I digress, people will let me down. I know I need to be more realistic and expect my loved ones to not be perfect. If you don't screw up every now and then you are not human, right? I need to forgive myself for leaving Andrew and realize that this action does not make me a failure, it makes me human. The saying is "I'm a lover, not a fighter".... well, I am both. I am a lover by nature and I am a fighter by force. I have had to fight my entire life.....I spent six years just trying to survive, asking for no help, being knocked down and losing everything and fighting back from it, stealing and lying to survive, I have been used, lied to, cheated on, and beaten up (both in and out of romantic relationships). I, still at 31, have no idea about my paternal side of my family and probably never will because I have had to realize that the two men, one of whom is my biological father, are deadbeats who left their "real" families and kids while I got lucky enough to have a man in my life who raised me and took me in as his own and made me a fighter. I realized recently just how lucky I am to have a mom and dad who love me and are proud of me, even when I mess up. They may have made MAJOR mistakes from time to time and didn't have much to give us financially growing up but they LOVED us and taught me how to survive on my own. I have lost and sacrificed a LOT in my life, I may have dug myself into many holes, but I have always clawed my way out and landed back on my feet..... I always make the joke that I am like a cockroach, they may have a nasty reputation, but one thing is clear....... you can't kill me, you can't keep me down for long, I always come back and I'll still be here long after the smoke clears. I have learned that I am stronger than I ever imagined and I am proud that my son has a mom like me to teach him that life and people can beat you up but what matters is if you get back up!

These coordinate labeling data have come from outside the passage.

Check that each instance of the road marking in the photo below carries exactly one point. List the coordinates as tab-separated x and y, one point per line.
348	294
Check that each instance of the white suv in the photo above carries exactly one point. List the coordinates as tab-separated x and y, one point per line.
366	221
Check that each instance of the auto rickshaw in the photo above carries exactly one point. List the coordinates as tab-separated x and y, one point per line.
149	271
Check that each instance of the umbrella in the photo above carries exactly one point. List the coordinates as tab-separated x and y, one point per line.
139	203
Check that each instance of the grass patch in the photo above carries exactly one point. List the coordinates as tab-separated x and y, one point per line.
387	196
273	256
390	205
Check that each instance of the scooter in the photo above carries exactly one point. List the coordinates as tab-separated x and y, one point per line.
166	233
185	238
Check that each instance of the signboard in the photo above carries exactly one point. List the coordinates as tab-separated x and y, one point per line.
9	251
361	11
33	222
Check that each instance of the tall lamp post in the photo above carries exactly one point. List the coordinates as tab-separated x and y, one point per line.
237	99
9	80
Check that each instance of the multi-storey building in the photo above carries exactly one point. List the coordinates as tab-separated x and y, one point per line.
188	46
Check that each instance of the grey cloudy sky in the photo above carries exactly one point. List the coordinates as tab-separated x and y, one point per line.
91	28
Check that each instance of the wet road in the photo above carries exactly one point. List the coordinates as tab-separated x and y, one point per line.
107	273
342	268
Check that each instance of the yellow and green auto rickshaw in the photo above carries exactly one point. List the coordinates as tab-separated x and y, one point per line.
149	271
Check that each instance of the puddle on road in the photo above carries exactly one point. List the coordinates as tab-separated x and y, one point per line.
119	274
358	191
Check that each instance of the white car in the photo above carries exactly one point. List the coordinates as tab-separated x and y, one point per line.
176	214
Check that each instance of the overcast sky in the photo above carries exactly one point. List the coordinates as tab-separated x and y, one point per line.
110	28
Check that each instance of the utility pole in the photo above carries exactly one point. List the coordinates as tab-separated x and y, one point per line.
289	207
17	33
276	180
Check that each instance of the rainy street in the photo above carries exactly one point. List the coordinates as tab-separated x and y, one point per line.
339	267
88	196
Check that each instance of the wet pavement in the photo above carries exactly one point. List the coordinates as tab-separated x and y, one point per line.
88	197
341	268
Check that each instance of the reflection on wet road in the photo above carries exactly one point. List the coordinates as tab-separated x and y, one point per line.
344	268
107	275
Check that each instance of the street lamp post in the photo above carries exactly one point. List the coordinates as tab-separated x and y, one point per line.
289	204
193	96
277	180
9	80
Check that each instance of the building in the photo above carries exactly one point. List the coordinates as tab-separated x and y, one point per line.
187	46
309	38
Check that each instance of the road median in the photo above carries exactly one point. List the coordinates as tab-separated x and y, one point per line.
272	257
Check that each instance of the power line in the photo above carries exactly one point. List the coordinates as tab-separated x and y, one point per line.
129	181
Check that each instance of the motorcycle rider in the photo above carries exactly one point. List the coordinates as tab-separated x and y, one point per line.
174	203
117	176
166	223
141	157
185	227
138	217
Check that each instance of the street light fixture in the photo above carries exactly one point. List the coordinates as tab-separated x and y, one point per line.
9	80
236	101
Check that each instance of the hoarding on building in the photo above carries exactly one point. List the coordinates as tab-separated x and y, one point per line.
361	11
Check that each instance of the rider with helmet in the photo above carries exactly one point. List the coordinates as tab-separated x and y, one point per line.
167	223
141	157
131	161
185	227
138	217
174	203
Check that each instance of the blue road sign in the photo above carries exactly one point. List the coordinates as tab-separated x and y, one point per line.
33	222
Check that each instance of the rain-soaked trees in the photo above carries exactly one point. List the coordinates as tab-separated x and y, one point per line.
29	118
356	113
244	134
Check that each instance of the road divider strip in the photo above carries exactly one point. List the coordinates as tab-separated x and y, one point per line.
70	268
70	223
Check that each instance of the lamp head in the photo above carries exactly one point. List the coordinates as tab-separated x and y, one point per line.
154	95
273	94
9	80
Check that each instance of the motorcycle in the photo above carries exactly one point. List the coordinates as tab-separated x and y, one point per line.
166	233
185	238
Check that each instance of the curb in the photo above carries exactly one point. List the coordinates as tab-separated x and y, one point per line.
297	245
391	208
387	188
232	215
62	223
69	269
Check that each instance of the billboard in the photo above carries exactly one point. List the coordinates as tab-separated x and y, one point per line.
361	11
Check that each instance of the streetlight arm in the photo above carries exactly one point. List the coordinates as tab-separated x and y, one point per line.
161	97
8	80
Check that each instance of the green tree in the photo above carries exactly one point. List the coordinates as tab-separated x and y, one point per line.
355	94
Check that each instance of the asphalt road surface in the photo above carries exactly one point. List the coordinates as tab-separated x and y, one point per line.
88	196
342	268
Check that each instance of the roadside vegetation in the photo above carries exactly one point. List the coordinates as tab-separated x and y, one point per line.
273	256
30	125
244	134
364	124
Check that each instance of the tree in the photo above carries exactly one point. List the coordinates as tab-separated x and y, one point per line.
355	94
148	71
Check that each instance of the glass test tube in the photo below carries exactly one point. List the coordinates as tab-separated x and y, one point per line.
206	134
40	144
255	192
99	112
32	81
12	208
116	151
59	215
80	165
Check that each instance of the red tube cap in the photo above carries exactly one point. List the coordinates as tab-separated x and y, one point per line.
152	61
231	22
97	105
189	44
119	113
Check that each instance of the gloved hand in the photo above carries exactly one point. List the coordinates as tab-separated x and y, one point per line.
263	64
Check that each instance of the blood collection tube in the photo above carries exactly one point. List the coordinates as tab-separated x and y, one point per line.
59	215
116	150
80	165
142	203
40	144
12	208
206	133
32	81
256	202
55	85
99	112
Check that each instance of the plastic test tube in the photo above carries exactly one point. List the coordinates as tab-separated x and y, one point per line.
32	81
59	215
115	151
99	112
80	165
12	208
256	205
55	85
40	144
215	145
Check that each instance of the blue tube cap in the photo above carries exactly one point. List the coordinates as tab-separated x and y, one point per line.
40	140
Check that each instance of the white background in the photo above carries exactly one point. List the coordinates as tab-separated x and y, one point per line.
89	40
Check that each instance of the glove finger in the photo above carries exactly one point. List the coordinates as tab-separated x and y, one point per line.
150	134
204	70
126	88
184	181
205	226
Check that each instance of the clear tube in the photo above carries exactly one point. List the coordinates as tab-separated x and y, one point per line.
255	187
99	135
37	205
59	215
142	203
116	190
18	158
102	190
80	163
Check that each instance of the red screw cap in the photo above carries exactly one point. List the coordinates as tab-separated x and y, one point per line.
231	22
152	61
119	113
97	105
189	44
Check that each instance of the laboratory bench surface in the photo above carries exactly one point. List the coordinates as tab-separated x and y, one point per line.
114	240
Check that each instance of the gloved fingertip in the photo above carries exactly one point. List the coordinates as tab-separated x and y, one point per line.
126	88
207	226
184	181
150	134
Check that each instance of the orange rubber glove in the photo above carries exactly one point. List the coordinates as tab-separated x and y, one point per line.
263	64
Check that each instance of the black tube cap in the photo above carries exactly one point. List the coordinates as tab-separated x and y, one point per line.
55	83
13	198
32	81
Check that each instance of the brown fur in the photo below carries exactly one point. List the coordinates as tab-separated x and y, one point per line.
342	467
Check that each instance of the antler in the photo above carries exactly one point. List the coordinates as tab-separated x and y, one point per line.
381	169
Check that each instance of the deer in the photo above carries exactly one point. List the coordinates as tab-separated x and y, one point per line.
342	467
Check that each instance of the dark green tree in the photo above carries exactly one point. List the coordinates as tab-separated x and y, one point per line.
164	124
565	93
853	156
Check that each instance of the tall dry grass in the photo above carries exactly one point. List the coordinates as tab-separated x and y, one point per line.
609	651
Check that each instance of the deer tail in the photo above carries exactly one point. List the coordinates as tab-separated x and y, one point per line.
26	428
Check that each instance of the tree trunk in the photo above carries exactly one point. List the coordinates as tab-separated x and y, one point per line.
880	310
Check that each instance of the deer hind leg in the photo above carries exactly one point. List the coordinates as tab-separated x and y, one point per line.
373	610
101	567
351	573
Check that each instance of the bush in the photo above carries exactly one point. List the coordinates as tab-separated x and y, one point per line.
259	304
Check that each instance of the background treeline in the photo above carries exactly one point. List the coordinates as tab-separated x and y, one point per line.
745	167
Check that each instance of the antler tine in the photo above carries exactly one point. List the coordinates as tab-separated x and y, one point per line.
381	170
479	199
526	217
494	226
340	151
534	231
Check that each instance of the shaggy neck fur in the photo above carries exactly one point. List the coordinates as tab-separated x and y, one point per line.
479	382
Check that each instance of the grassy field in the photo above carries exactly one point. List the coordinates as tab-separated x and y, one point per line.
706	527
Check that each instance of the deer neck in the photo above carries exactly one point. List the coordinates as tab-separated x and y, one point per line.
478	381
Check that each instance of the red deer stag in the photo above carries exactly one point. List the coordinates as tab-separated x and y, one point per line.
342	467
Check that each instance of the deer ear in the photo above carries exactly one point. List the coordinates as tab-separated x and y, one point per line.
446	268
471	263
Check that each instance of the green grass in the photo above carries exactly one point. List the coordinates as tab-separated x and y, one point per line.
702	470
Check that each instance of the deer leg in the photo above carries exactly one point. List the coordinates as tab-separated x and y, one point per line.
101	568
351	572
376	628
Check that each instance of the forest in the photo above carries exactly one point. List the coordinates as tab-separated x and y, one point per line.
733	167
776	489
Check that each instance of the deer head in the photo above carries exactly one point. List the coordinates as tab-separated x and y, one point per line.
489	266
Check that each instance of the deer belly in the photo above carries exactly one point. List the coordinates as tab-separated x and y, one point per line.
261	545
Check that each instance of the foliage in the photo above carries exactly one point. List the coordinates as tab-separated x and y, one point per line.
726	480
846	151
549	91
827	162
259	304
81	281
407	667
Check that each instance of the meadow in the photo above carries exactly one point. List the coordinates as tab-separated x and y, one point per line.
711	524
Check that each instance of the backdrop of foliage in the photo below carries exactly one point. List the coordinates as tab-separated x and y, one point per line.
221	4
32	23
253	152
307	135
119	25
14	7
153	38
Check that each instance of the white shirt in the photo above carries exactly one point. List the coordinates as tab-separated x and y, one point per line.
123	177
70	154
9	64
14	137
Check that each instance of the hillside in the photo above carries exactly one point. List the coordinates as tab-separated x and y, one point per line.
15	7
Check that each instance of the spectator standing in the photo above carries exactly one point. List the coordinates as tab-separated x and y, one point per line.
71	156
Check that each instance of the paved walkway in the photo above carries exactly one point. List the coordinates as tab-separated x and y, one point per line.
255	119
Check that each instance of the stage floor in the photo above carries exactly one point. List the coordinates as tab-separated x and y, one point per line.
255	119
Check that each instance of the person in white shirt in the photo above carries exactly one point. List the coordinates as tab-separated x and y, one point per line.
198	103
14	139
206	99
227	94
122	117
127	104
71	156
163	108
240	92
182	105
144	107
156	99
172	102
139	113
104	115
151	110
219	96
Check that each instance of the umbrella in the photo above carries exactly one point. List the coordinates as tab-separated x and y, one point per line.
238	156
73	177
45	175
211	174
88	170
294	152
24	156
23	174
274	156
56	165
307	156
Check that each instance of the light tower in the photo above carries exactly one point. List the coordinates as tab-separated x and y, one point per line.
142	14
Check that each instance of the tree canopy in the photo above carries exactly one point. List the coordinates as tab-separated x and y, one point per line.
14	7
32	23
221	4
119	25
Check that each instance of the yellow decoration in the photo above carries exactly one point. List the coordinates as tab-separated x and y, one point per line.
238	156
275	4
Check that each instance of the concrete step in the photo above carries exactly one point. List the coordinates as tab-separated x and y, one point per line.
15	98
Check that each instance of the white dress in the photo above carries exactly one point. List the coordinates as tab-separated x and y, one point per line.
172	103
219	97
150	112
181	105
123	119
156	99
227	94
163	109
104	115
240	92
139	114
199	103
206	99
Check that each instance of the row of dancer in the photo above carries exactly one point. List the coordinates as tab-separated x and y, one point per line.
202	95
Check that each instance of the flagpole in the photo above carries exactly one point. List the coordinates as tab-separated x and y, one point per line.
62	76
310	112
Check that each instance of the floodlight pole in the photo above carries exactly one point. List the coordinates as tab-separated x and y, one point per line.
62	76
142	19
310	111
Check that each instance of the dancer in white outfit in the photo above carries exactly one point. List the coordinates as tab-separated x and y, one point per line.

I am beyond damaged, I am scarred deeply, I am a hot mess some days, but I am worth more than I believe most days and I am loved by some pretty amazing people. I may have few TRUE friends, but they are friends that I would do anything for because I know they've got my back too. I have a wonderful man who loves me and my son, who would do anything for us as we would him. I am a lucky girl, I didn't fail..... I gave myself a chance to start over and do it better! (and that's what I am going to do!)